Intel’s cautious entry into the merchant fab business seems prudent. While the company unquestionably has some of the most advanced semiconductor fabrication capabilities in the world, the difference between using those for your own products and making chips for other people is huge. It’s like the difference between being a world-class chef and running a successful restaurant. The chef needs to be able to produce amazing food. Running a restaurant requires a host of operations, management, customer service, and other considerations over and above culinary skills. OK, too much “food network”? Let’s get back to semiconductors.

In our four-point checklist for FPGA success, it seems that Tabula will have two of the checkboxes nicely filled in. In order to be successful, however, they need to check the last two – design tools and customer support. So far, Tabula has hung their hat on an innovative-but-risky cloud-based tool strategy to address both of those concerns. (We wrote about that strategy). The big questions are: First, how long will it take Tabula’s tool chain to mature? Will it reliably blast through customer designs with less-than-perfect HDL constructs and real-world design compromises? Will it hold up under the pressure of large, complex, high-performance designs? These are questions that are impossible to answer until a decent number of real customers have used the software for production design work. All of the lab testing in the world won’t tell you enough about how a design tool will perform in the real world of production design. 

The bigger question with the cloud-based design strategy is customer trust. Will designers be comfortable using cloud-based tools where their design gets shipped across the Internet to somebody else’s server? While the rest of the universe has largely embraced cloud-based computing, engineers remain a somewhat paranoid and fickle bunch. Cloud-based security may be good enough for financial institutions to trust with tens of billions of dollars of transactions every day, but it may not be quite up to the task of protecting my really cool “one-half-hot” state machine design from my competitors’ prying eyes. Of course, my competitor has an engineer whose wife works at my company in the cube next to mine, but – let’s worry about the cloud security part.

If Tabula is successful in persuading designers to trust the cloud, they stand to make significant gains on the final checkbox – customer support. Having direct access to the customers’ design data and software from a central location could make AE support vastly faster and more efficient. A much smaller team of AEs could serve a much larger set of customers and do it faster, cheaper, and more effectively. All of that depends on the design tools working well and customers accepting the cloud model, however.
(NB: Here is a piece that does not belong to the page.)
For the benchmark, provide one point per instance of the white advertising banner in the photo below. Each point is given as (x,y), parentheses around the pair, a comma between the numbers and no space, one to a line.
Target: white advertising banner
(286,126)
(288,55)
So we’ll just have to wait and see. 

2 thoughts on “Tabula Taps Intel”

  1. Wow, we’ve got 3D FPGAs fabricated on 3D transistors! Does that make some kind of 9D programmable logic tesseract?

    What do you think about Intel’s entry into the merchant fab business, and how do you think it will affect the competition in the FPGA space with startups like Tabula and Achronix going against Xilinx and Altera?

  2. Altera and Xilinx are also moving to more-advanced silicon technology. Though not quite 22nm, they’re still pretty good for FPGAs. Both companies are investing big to become the ultimate system-on-a-chip.

    It could be that Intel is renting out some of its capacity to Tablula and Achronix in order to defray the awesome cost of the new 22nm fab, but neither company makes enough chips to make much of a dent. Maybe it’s purely a pay-to-play deal.

    If Tablula succeeds, will the FPGA duopoly be replaced by the TAX (Tablula, Altera, Xilinx) triad?